I came across this solid article by Stephanie Nolen that is a very good in depth look at India’s perspective regarding climate change and it’s stance on international negotiations. Excerpts posted below. In case you want more on India, check out this post.
“It didn’t get cold enough for us to even wear our winter clothes last year,” Ms. Behan, 32, said – and that meant it wasn’t cold enough to sow a wheat crop either. “We depend on agriculture to live. If there is no snow or rain in winter, there is no wheat, and we have no other way to earn an income. There are no jobs. We’ll just die.”
“India is in the midst of a massive drought that could imperil basic food for millions of people; monsoon rains have failed entirely in parts of the country. At the same time, other areas have been hit with vicious cyclones that left tens of thousands of people homeless. And a giant impenetrable cloud of what’s called “black carbon” is rapidly melting the Himalayan glaciers, with – as Ms. Behan points out – a host of dire consequences.”
“China is, of course, a vastly greater consumer of energy, and a vastly greater polluter, than India. Yet India, in some ways, is a more challenging case – because China has already engaged more pro-actively with clean-energy alternatives, and because its authoritarian government has shown itself capable of tackling this issue, when it chooses, in a way that India’s never has.”
“At the same time, India is an energy importer and already extremely frugal in consumption compared with Western nations. It is too soon to say for certain that problems such as droughts and cyclones in India are anything more than standard climate variability. But if the developed world expects India to sign on to a carbon-reduction plan, it better be prepared to pay for it, in cash and technology transfer.”
“Two-thirds of Indians still live in villages, she noted; in Ms. Behan’s village of 600 people, no one owns a car, or even a motorbike; they have electrical service for a few hours a day that each house uses to power a single light bulb; there is one television in all of Pujar. How, Ms. Kapoor asked, can the West, with its rapacious energy consumption, say that Indians such as Ms. Behan and her family are the problem, or that they do not have a right to this, or more?”
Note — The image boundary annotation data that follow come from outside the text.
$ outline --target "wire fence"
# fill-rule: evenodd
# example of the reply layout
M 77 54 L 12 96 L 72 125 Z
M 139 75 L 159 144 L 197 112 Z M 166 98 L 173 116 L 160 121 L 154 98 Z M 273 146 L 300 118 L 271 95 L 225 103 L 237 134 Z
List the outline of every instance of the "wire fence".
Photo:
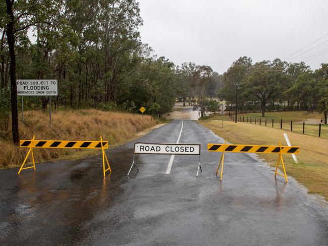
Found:
M 230 117 L 233 121 L 235 121 L 235 116 Z M 275 121 L 274 119 L 268 120 L 266 118 L 256 118 L 248 117 L 237 117 L 237 121 L 254 124 L 263 126 L 269 127 L 283 130 L 289 130 L 298 133 L 315 136 L 328 139 L 328 125 L 321 123 L 318 124 L 306 124 L 303 123 L 293 122 L 293 121 L 283 120 Z

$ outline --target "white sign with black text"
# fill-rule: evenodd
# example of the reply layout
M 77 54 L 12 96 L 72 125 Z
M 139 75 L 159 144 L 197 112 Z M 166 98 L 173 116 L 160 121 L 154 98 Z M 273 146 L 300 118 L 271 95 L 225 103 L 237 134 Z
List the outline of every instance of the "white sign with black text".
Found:
M 17 95 L 46 96 L 58 95 L 58 82 L 56 79 L 18 79 Z
M 200 155 L 200 144 L 136 142 L 134 144 L 134 154 Z

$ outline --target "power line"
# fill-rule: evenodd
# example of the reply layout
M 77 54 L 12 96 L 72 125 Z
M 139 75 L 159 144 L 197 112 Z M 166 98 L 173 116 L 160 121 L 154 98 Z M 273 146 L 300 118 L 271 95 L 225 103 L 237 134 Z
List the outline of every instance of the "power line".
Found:
M 328 34 L 327 34 L 327 35 L 328 35 Z M 320 43 L 319 44 L 318 44 L 317 45 L 315 45 L 314 47 L 312 47 L 311 48 L 310 50 L 308 50 L 306 51 L 306 52 L 303 52 L 303 53 L 301 53 L 300 55 L 299 55 L 298 56 L 296 56 L 294 58 L 292 58 L 291 60 L 289 60 L 289 61 L 290 61 L 290 62 L 291 62 L 292 60 L 294 60 L 295 58 L 297 58 L 298 57 L 300 57 L 300 56 L 302 56 L 303 54 L 305 54 L 305 53 L 308 53 L 308 52 L 309 52 L 310 51 L 312 51 L 312 50 L 313 49 L 314 49 L 314 48 L 317 47 L 318 46 L 320 46 L 320 45 L 321 45 L 322 43 L 324 43 L 325 42 L 327 42 L 327 41 L 328 41 L 328 39 L 327 39 L 326 40 L 322 42 L 322 43 Z
M 307 60 L 306 60 L 306 61 L 310 61 L 310 60 L 311 60 L 312 59 L 314 59 L 314 58 L 316 58 L 316 57 L 319 57 L 320 56 L 322 56 L 322 55 L 325 54 L 326 54 L 326 53 L 328 53 L 328 51 L 326 51 L 326 52 L 324 52 L 323 53 L 321 54 L 320 54 L 320 55 L 317 55 L 317 56 L 315 56 L 315 57 L 312 57 L 312 58 L 311 58 L 311 59 L 308 59 Z M 305 62 L 305 61 L 304 61 L 304 62 Z
M 324 35 L 323 36 L 322 36 L 320 38 L 318 38 L 317 40 L 316 40 L 315 41 L 314 41 L 313 42 L 311 42 L 311 43 L 310 43 L 309 44 L 308 44 L 307 45 L 306 45 L 306 46 L 303 47 L 303 48 L 302 48 L 299 50 L 297 51 L 297 52 L 296 52 L 293 53 L 292 55 L 290 55 L 288 56 L 288 57 L 285 57 L 285 58 L 284 58 L 283 60 L 286 60 L 286 59 L 288 58 L 289 57 L 291 57 L 291 56 L 294 56 L 294 55 L 295 54 L 296 54 L 296 53 L 298 53 L 299 52 L 300 52 L 300 51 L 303 51 L 304 48 L 307 48 L 307 47 L 308 47 L 309 46 L 310 46 L 311 44 L 312 44 L 313 43 L 315 43 L 315 42 L 316 42 L 317 41 L 319 40 L 320 39 L 321 39 L 324 38 L 324 37 L 325 37 L 325 36 L 327 36 L 327 35 L 328 35 L 328 33 L 327 33 L 327 34 L 325 34 L 325 35 Z
M 328 48 L 324 48 L 323 50 L 322 50 L 320 51 L 319 52 L 317 52 L 316 53 L 314 53 L 314 54 L 312 54 L 312 55 L 311 55 L 311 56 L 309 56 L 308 57 L 306 57 L 305 58 L 303 58 L 303 60 L 306 60 L 306 59 L 307 59 L 308 58 L 310 58 L 310 57 L 313 57 L 313 56 L 315 56 L 315 55 L 316 55 L 316 54 L 318 54 L 319 53 L 320 53 L 323 52 L 323 51 L 325 51 L 325 50 L 327 50 L 327 49 L 328 49 Z

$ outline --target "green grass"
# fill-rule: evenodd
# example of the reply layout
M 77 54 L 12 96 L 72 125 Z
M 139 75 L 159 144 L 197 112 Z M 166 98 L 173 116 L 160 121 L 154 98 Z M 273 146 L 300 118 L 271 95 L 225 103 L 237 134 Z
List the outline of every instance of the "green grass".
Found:
M 272 125 L 272 120 L 274 119 L 275 124 L 280 123 L 280 120 L 283 119 L 283 122 L 290 122 L 293 121 L 294 122 L 298 121 L 304 121 L 307 119 L 320 119 L 323 117 L 323 115 L 319 114 L 318 112 L 309 113 L 306 111 L 278 111 L 278 112 L 266 112 L 265 116 L 262 117 L 261 113 L 249 113 L 247 114 L 238 114 L 237 115 L 237 120 L 240 121 L 240 117 L 241 117 L 242 121 L 243 121 L 243 117 L 245 122 L 246 121 L 247 117 L 248 117 L 248 122 L 250 121 L 250 118 L 252 118 L 252 122 L 254 122 L 255 119 L 256 119 L 256 122 L 259 121 L 259 119 L 261 119 L 262 122 L 264 122 L 265 119 L 266 119 L 268 125 L 271 124 Z M 235 115 L 233 114 L 234 116 Z M 232 120 L 229 118 L 229 115 L 226 114 L 223 117 L 224 120 Z M 222 119 L 221 115 L 215 115 L 211 117 L 204 117 L 202 120 L 221 120 Z
M 300 153 L 297 155 L 299 162 L 295 163 L 291 155 L 284 155 L 287 174 L 292 176 L 300 183 L 305 185 L 308 192 L 320 194 L 328 201 L 328 137 L 314 137 L 286 130 L 231 121 L 224 123 L 202 121 L 200 124 L 212 130 L 218 136 L 235 144 L 276 145 L 279 141 L 286 144 L 283 134 L 287 133 L 292 144 L 300 146 Z M 283 125 L 283 128 L 287 125 Z M 297 127 L 295 126 L 296 128 Z M 295 129 L 296 130 L 296 128 Z M 325 136 L 328 127 L 325 126 Z M 306 128 L 310 131 L 311 129 Z M 259 155 L 272 167 L 275 167 L 278 158 L 277 155 Z M 229 158 L 228 156 L 226 157 Z M 272 179 L 274 179 L 272 174 Z

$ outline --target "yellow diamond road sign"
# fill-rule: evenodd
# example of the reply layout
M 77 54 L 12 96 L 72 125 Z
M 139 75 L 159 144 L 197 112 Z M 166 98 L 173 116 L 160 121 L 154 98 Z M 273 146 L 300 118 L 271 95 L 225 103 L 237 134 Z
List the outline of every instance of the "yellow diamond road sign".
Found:
M 143 114 L 143 112 L 144 112 L 146 111 L 146 109 L 145 109 L 143 107 L 142 107 L 141 108 L 140 108 L 139 110 L 141 111 L 141 113 Z

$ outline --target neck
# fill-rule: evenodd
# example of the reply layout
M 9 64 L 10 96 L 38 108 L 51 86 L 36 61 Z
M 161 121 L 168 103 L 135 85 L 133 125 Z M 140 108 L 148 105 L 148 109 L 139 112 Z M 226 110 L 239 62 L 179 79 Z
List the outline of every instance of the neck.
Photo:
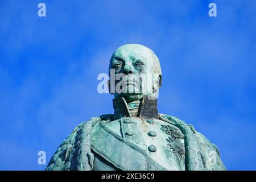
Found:
M 127 102 L 123 97 L 113 100 L 115 119 L 122 117 L 158 118 L 157 100 L 143 97 L 139 100 Z

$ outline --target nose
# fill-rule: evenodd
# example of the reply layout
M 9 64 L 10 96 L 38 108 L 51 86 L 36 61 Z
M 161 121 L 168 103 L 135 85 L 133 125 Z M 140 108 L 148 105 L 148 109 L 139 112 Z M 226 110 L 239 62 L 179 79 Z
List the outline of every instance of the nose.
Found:
M 125 75 L 128 75 L 128 74 L 133 74 L 134 72 L 133 68 L 131 68 L 130 66 L 128 65 L 125 65 L 125 67 L 123 67 L 123 73 L 125 73 Z

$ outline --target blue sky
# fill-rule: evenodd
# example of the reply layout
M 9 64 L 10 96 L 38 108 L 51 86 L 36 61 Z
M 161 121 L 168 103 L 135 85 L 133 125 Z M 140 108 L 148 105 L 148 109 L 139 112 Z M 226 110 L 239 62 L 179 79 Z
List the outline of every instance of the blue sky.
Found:
M 160 113 L 192 123 L 228 169 L 256 169 L 256 1 L 2 0 L 0 12 L 0 169 L 44 169 L 39 151 L 48 163 L 77 125 L 112 113 L 97 77 L 127 43 L 160 60 Z

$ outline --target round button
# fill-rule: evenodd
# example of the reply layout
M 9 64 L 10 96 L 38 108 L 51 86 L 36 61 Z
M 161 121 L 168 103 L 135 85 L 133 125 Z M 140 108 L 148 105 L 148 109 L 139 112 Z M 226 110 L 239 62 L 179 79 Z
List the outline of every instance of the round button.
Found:
M 152 123 L 154 123 L 154 120 L 152 119 L 147 119 L 147 122 L 148 123 L 152 124 Z
M 123 122 L 124 122 L 125 123 L 129 124 L 129 123 L 131 123 L 131 119 L 125 119 L 125 121 L 123 121 Z
M 151 152 L 155 152 L 156 151 L 156 147 L 154 144 L 150 145 L 148 148 L 148 150 Z
M 131 131 L 127 131 L 125 133 L 125 134 L 128 136 L 132 136 L 132 135 L 133 135 L 133 132 Z
M 147 134 L 148 135 L 148 136 L 156 136 L 156 133 L 155 131 L 150 131 L 150 132 L 148 132 L 147 133 Z

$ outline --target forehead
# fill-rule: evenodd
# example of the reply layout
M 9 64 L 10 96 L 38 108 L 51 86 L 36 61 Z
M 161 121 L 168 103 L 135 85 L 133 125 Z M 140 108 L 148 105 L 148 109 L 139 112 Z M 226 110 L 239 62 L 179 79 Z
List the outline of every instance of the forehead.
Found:
M 150 61 L 154 59 L 150 50 L 143 46 L 123 46 L 118 48 L 112 55 L 112 59 L 119 57 L 124 60 L 142 59 Z

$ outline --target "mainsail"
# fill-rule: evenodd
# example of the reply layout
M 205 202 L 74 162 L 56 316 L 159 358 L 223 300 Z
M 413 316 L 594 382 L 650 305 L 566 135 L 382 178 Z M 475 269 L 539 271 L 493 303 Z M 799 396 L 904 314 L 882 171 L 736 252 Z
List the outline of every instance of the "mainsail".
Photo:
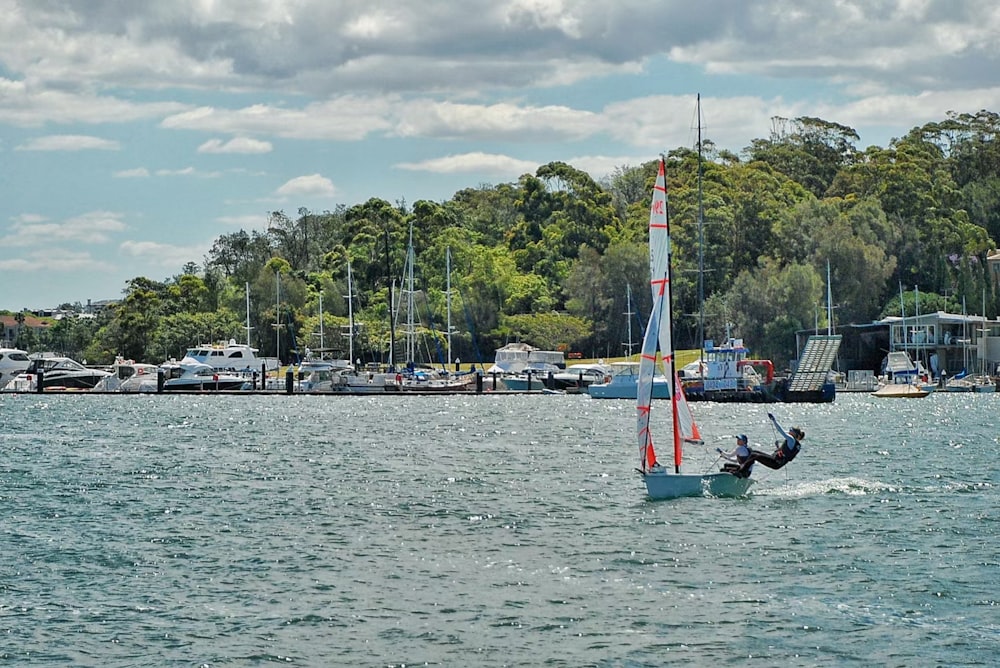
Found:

“Sayyed Iqbal Hasnain, one of India’s leading glaciologists, who believes the Himalayas may be denuded of all snow and ice in as little as 20 years, despairs at the incompetent bureaucracy, the corruption and the short-sightedness of parliamentarians that, he said, is hampering any progress here. Just a few weeks ago, he travelled by train across China and returned depressed by how much was happening there – from solar-powered communications towers to energy-efficient buildings to intensive research.”